In patients with TAAA involving the arch or descending aorta, the proximal thoracic component can be implanted in a staged approach. In this case, and if the patient is asymptomatic, we prefer a staged procedure with an interval of at least 6 to 8 weeks between the implantation of the thoracic device and the t-branch.
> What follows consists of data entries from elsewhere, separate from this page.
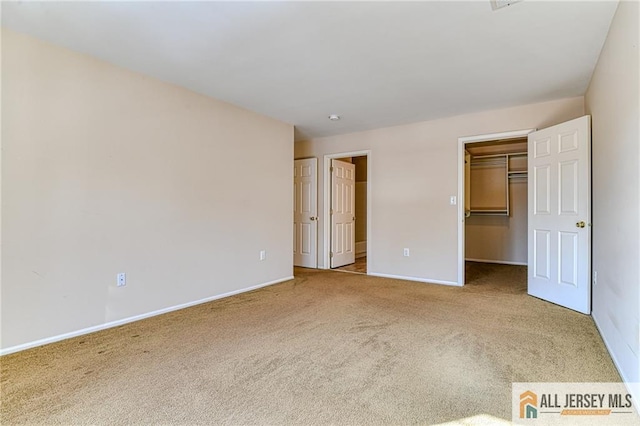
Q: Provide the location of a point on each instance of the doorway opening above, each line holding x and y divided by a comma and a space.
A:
347, 242
493, 211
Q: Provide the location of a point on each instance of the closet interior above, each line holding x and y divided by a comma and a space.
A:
496, 201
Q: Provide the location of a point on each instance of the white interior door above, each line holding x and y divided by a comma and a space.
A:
305, 213
560, 214
343, 213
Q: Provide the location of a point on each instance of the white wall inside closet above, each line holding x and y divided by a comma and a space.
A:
499, 237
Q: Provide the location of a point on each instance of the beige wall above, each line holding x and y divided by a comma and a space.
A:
413, 174
108, 171
612, 100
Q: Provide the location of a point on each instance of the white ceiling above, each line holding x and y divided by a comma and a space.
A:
376, 64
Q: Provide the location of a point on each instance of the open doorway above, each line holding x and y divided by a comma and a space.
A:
348, 210
493, 207
353, 240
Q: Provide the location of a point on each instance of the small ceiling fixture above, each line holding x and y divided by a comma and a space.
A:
499, 4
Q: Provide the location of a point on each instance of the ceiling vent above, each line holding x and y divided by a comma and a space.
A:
499, 4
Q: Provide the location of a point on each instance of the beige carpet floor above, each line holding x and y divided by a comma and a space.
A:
325, 348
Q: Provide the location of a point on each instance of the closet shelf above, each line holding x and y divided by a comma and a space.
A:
486, 212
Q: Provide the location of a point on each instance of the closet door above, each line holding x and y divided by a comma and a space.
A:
560, 214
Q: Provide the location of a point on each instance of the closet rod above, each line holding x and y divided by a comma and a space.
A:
473, 157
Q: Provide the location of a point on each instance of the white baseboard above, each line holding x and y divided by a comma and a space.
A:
422, 280
504, 262
632, 387
64, 336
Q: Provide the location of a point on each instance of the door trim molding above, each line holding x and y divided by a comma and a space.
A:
326, 195
462, 141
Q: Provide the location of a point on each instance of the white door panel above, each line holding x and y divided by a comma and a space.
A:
343, 202
560, 214
305, 228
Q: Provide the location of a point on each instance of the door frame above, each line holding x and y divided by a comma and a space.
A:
326, 196
462, 141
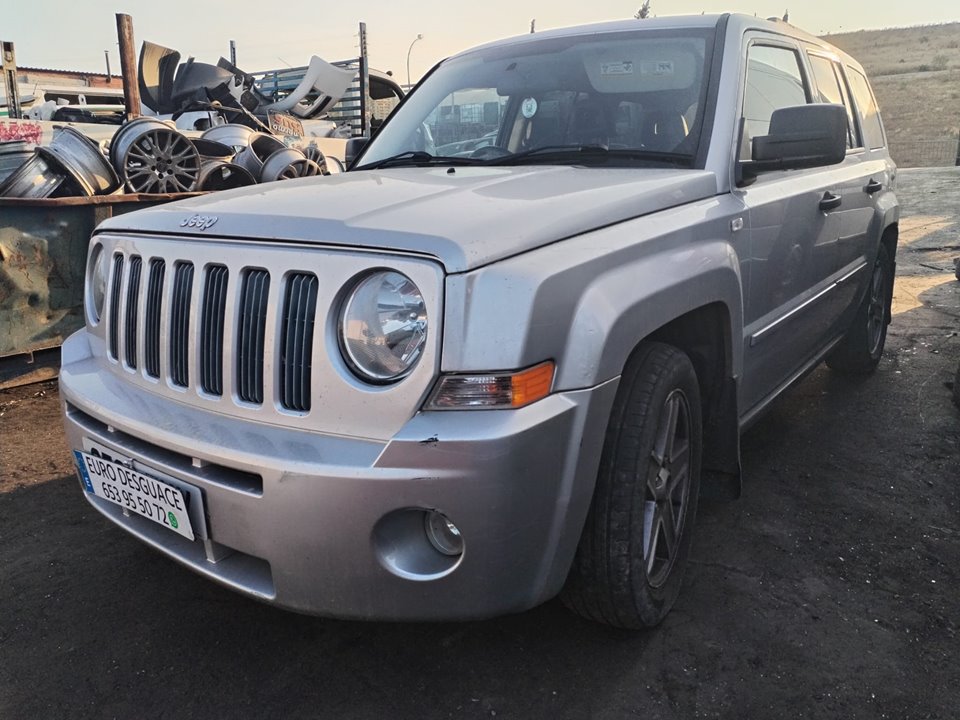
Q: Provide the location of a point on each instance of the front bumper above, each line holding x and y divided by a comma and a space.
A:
297, 518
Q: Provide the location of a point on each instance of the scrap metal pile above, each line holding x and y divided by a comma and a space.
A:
148, 155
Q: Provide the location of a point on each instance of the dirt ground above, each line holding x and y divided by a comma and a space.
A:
830, 590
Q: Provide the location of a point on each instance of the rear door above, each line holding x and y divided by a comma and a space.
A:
857, 187
794, 233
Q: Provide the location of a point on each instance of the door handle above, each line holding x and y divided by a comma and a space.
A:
829, 201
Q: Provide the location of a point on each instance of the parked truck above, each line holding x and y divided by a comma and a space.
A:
446, 387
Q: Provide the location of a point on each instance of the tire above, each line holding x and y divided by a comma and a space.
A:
861, 348
617, 578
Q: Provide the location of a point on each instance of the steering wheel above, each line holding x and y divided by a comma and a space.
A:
488, 152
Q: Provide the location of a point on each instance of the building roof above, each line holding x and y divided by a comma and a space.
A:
55, 71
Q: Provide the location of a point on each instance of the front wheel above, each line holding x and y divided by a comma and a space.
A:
629, 564
860, 350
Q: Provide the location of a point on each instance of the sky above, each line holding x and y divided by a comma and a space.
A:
74, 35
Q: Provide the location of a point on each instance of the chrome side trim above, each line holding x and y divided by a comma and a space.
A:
758, 335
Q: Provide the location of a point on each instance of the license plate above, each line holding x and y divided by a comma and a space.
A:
135, 492
284, 124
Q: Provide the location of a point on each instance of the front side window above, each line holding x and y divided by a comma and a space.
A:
774, 81
831, 89
624, 100
869, 112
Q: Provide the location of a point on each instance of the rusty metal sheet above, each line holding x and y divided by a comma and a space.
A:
43, 250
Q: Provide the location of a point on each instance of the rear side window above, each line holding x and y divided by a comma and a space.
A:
774, 81
831, 89
869, 112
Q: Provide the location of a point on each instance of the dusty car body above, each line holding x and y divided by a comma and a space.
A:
444, 388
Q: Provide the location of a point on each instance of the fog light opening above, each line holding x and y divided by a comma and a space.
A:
442, 534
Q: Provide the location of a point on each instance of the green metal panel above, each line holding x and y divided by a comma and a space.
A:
43, 251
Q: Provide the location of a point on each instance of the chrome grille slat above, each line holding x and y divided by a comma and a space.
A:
211, 329
252, 326
299, 312
179, 341
131, 311
115, 306
151, 329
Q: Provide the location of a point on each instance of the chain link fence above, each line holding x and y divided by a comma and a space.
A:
944, 152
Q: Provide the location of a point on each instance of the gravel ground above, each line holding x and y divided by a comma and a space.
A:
830, 590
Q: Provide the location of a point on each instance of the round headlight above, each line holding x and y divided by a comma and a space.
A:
100, 269
383, 328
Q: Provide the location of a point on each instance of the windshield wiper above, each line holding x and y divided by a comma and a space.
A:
418, 158
592, 153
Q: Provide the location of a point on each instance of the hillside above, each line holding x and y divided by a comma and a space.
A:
915, 74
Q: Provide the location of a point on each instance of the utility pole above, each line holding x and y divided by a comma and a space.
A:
364, 80
8, 60
128, 66
418, 37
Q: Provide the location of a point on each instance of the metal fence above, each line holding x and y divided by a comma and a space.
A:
943, 152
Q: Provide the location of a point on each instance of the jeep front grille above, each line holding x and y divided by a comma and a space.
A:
165, 327
251, 330
133, 303
296, 343
115, 305
248, 330
151, 330
180, 323
211, 329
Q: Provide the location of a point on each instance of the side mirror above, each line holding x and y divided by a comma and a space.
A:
354, 147
804, 136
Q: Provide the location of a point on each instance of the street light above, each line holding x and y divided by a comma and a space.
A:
419, 37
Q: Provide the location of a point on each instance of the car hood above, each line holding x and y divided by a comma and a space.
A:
465, 216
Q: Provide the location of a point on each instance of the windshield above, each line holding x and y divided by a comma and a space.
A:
630, 98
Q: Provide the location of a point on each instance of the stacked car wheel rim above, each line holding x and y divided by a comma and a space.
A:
287, 164
152, 157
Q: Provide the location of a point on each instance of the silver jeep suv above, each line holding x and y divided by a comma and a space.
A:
451, 387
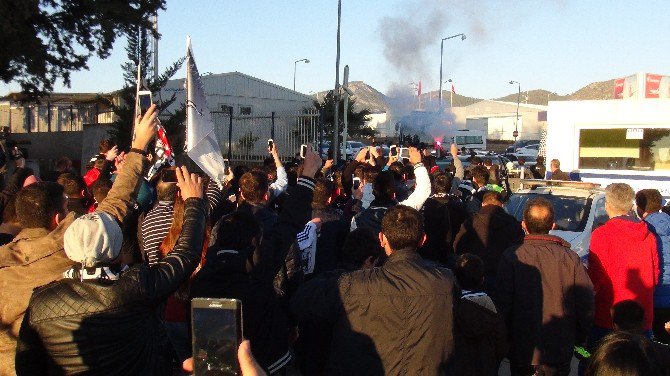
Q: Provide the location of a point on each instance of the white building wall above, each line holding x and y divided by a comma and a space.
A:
240, 90
566, 119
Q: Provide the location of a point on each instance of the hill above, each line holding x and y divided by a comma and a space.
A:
371, 98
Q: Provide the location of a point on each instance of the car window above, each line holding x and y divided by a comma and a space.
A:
570, 213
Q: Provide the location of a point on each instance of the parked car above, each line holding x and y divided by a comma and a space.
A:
579, 208
528, 151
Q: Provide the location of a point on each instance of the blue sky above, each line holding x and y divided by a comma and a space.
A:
559, 45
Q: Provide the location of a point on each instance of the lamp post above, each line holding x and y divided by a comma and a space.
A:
441, 54
451, 92
295, 68
516, 121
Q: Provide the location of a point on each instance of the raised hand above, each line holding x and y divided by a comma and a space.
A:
190, 185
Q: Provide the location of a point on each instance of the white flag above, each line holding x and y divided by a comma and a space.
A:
201, 143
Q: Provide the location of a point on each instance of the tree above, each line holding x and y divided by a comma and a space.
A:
138, 50
356, 127
45, 40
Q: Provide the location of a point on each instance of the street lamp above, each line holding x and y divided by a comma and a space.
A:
516, 121
441, 53
451, 92
295, 67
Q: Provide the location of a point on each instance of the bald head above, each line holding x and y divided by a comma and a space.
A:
538, 216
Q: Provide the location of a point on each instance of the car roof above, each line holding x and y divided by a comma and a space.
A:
562, 191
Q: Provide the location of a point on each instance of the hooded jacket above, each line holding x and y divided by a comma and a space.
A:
623, 264
396, 319
488, 234
481, 337
230, 275
546, 297
659, 225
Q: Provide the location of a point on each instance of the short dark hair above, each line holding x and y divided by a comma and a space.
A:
538, 216
323, 190
105, 145
492, 197
481, 174
624, 353
469, 271
38, 203
359, 245
166, 191
384, 186
62, 164
649, 200
237, 230
72, 184
254, 185
9, 212
403, 227
442, 183
101, 188
628, 315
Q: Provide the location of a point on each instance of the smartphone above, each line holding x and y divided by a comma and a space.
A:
357, 183
144, 101
226, 166
216, 325
404, 153
169, 176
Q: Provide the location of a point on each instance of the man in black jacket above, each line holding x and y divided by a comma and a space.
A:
101, 319
243, 260
488, 234
394, 320
545, 295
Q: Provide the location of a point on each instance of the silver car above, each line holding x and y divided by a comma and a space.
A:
577, 211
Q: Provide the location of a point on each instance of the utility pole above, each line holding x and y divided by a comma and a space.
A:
155, 45
345, 84
336, 93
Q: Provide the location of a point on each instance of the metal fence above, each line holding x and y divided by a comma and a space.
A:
244, 138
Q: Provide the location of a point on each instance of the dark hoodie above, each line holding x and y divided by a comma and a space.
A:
247, 275
481, 337
623, 264
488, 234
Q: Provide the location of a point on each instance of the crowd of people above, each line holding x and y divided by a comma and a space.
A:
369, 267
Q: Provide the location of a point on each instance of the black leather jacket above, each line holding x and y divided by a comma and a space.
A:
112, 328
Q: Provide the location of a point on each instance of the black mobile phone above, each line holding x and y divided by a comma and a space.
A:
216, 325
404, 153
144, 101
169, 175
226, 166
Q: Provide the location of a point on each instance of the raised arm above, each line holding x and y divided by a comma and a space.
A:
121, 198
168, 274
422, 190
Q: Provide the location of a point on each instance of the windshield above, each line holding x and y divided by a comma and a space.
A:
570, 213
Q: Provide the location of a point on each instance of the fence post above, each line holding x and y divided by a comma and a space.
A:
272, 130
321, 120
230, 135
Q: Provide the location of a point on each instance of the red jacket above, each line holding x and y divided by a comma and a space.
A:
623, 264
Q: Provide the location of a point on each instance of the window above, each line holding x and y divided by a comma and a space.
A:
624, 149
226, 108
245, 110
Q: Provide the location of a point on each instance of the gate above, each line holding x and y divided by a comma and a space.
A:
245, 138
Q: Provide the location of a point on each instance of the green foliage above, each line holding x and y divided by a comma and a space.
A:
138, 50
45, 40
356, 127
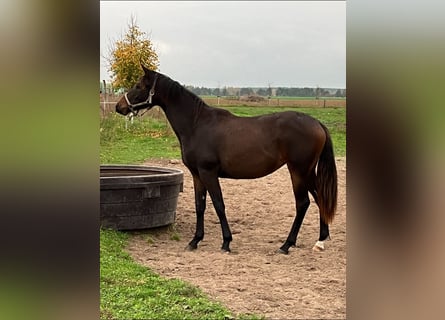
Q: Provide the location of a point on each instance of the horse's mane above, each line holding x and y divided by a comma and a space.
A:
175, 90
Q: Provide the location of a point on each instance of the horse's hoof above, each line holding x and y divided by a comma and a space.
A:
318, 247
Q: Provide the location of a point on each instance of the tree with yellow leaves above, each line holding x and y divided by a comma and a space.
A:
127, 54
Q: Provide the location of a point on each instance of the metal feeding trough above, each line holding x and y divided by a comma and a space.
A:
138, 197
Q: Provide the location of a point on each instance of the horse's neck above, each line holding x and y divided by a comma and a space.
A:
182, 112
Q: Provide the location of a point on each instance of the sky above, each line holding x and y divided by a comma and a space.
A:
237, 44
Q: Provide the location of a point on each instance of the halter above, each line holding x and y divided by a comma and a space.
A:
148, 101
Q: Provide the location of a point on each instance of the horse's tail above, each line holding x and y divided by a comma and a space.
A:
326, 180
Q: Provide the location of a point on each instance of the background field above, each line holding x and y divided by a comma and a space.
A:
151, 136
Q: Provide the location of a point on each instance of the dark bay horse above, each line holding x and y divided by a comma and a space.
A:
215, 143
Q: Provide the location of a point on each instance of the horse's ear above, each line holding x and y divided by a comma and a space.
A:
146, 71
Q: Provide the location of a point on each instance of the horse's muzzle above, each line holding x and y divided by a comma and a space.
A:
122, 107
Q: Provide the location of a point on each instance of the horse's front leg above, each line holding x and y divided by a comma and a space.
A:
200, 205
211, 182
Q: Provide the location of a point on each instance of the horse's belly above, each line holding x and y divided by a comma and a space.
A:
254, 167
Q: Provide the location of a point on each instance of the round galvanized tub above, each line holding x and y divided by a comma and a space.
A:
138, 197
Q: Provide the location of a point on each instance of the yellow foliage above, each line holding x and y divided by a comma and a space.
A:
128, 53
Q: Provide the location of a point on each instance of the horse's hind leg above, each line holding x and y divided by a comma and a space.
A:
302, 204
200, 205
324, 228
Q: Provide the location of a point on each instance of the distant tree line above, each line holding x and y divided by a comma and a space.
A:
266, 92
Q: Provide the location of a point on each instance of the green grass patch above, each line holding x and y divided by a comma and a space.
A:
131, 291
132, 143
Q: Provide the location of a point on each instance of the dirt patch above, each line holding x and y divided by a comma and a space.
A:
254, 278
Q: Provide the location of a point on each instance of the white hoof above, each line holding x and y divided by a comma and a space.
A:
319, 246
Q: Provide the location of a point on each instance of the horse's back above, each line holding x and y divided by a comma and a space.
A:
252, 147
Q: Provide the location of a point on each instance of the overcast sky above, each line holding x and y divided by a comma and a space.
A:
228, 43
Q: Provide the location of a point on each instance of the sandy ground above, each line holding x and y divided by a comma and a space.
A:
254, 278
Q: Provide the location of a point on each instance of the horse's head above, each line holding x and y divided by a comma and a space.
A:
140, 96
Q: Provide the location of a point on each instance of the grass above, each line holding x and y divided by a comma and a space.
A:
132, 291
149, 138
131, 143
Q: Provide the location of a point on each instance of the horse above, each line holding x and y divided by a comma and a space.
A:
217, 144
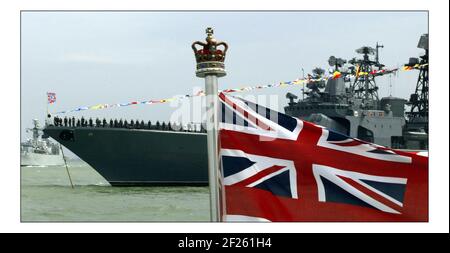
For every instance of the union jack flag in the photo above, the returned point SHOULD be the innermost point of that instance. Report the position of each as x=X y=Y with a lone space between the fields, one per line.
x=51 y=97
x=279 y=168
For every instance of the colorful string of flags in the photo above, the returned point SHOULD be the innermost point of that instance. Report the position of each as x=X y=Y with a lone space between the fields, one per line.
x=298 y=81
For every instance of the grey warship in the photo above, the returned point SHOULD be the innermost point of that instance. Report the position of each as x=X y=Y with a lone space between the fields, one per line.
x=145 y=154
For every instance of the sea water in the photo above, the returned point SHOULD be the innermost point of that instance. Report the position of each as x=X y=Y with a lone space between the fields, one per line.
x=46 y=196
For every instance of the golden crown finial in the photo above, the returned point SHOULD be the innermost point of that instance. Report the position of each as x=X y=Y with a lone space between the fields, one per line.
x=210 y=59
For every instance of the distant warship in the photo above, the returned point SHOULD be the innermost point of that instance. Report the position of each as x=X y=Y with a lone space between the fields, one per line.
x=138 y=153
x=352 y=107
x=39 y=150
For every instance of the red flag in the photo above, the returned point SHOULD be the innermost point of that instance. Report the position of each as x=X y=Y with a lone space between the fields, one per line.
x=51 y=97
x=280 y=168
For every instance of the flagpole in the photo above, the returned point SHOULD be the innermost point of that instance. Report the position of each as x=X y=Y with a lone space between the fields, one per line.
x=210 y=65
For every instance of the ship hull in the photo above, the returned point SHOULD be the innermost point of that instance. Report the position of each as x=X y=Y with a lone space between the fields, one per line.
x=136 y=157
x=34 y=159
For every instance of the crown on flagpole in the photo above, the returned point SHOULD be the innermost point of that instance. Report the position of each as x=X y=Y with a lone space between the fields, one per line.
x=210 y=59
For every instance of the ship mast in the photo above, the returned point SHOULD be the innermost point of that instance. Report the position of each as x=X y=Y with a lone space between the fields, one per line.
x=364 y=86
x=419 y=99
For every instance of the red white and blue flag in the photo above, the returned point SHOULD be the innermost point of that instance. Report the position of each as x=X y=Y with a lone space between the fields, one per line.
x=51 y=97
x=279 y=168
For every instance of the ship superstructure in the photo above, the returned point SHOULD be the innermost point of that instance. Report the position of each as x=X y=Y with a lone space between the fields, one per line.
x=39 y=150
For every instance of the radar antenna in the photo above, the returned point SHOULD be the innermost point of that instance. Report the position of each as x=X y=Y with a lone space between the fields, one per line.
x=364 y=86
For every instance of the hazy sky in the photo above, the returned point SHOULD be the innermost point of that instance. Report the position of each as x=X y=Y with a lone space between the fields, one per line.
x=88 y=58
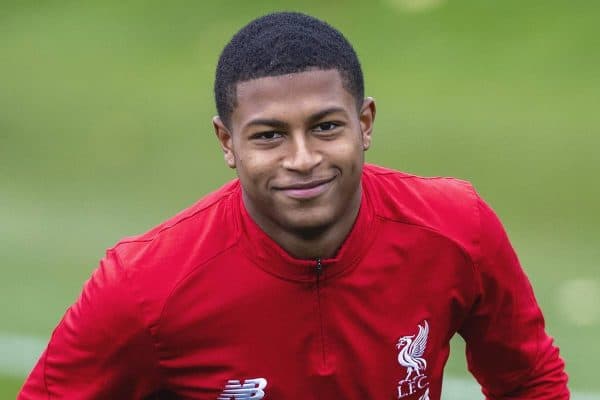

Step 4. Advancement of device at least 10 to 20 mm above orifice of respective target vessel
The t-branch is advanced and deployed by withdrawing the outer sheath so that the branches are located at least 10 to 20 mm above the orifice of each respective target vessel, previously marked with the catheter placed into the involved target vessels.
Step 5. Release of reducing ties and deployment of device
The reducing ties are released, and the aortic endograft repair is completed with the implantation of the distal component (tube or bifurcated device). All sheaths are removed, with suture closure of femoral arterial puncture sites. We completely deploy the t-branch before the transaxillary delivery of the bridging endografts to avoid a long occlusion time of the limbs and the hypogastric arteries. This should minimize the risk for paraplegia. Fig. 12.4 shows the deployed t-branch with all markers in the ventral face of the device.